The programmer published a statement this week saying: "Viacom has made a series of very attractive offers to Charter that are consistent with terms we've recently reached with other large cable operators. Importantly, these offers would enable Charter to lower Spectrum subscribers' bills, while also giving them more access to shows across Nickelodeon, BET, MTV, Comedy Central and other Viacom networks."
On the one hand, Viacom has reason to push back on Charter for hampering its efforts to come up with more creative (and cheaper) pay-TV offerings. On the other hand, the programmer could also be seen as carrying out a publicity stunt ahead of its own launch of a new OTT service in conjunction with A&E Networks, AMC Networks, Discovery and Scripps. Viacom wants a favorable deal for distribution with Charter, and it wants to make money through direct-to-consumer sales. (See Fall Is a TV (Industry) Lover's Delight)
The accusations against Charter also come as the American Cable Association (ACA) is lashing out at Comcast-owned NBCUniversal LLC for contract requirements that make it difficult for smaller operators to offer basic service tiers that don't include expensive regional sports content. According to the ACA, NBCU is requiring carriage of regional sports channels in operators' basic service tiers under stricter terms than most other content owners. The ACA makes specific note in a filing with the FCC that the government should be aware of this practice as the trend toward greater vertical integration in the industry -- i.e. the trend toward mergers that bring content providers together with distribution companies -- continues to grow.
The ACA also highlights two events that it sees as a threat to operators' ability to negotiate with major content owners in the near future: the assumed imminent closing of AT&T Inc. (NYSE: T)'s deal to acquire Time Warner Inc. (NYSE: TWX), and the expiration of regulatory conditions placed on Comcast Corp. (Nasdaq: CMCSA, CMCSK) when it acquired NBCU earlier in the decade.
So who's at fault for high-priced TV and limited video choice? Who should consumers blame?

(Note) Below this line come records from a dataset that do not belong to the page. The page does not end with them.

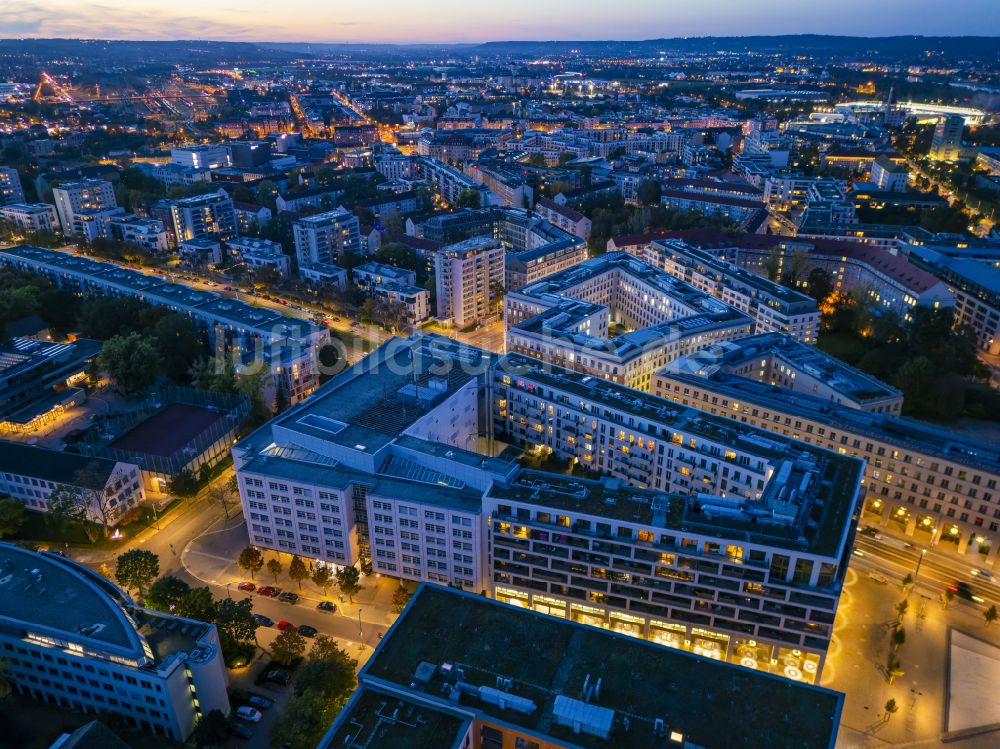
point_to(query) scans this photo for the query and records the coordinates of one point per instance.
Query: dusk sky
(476, 20)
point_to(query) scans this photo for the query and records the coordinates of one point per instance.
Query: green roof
(447, 636)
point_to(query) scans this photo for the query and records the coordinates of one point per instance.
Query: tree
(212, 730)
(198, 604)
(323, 579)
(302, 723)
(86, 500)
(898, 638)
(348, 580)
(891, 708)
(469, 198)
(167, 593)
(649, 192)
(400, 598)
(132, 361)
(297, 570)
(991, 615)
(12, 516)
(137, 568)
(328, 671)
(235, 622)
(223, 496)
(179, 345)
(251, 560)
(288, 647)
(901, 609)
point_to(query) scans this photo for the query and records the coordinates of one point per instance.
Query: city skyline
(451, 21)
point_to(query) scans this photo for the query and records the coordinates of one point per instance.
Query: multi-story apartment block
(30, 474)
(566, 319)
(380, 464)
(535, 247)
(259, 253)
(209, 216)
(326, 237)
(756, 528)
(772, 306)
(33, 217)
(565, 218)
(71, 638)
(467, 277)
(10, 186)
(395, 286)
(86, 207)
(450, 183)
(148, 233)
(254, 336)
(923, 481)
(888, 281)
(780, 360)
(204, 156)
(946, 145)
(458, 670)
(889, 175)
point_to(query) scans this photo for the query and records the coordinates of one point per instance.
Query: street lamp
(920, 560)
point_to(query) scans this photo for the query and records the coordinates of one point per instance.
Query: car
(261, 703)
(962, 590)
(277, 676)
(248, 713)
(241, 729)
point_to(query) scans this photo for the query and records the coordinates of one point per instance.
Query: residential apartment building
(11, 191)
(755, 531)
(468, 275)
(394, 286)
(209, 216)
(148, 233)
(326, 237)
(85, 207)
(888, 281)
(924, 481)
(781, 361)
(30, 474)
(773, 307)
(32, 217)
(946, 144)
(566, 319)
(565, 218)
(203, 156)
(504, 677)
(380, 464)
(83, 645)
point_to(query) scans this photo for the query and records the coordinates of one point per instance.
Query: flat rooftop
(385, 393)
(169, 430)
(538, 664)
(377, 719)
(909, 433)
(44, 590)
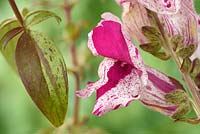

The reality is that both sides share responsibility for the current situation. Programmers and distributors built up a model that was unsustainable in the long run -- huge bundles with a huge price tag -- and it's hurting them now as new online competitors eat away at their profit base.
There's nothing new in the dynamic. This is a war that content and pay-TV companies have been fighting for several years now. However, the issue will continue to take center stage each time a new round of licensing negotiations threatens to cause a content blackout for consumers.
It's a never-ending blame game, and unfortunately it's only likely to get worse until the industry reaches some type of equilibrium again between what customers want and what content and distribution companies are willing to deliver.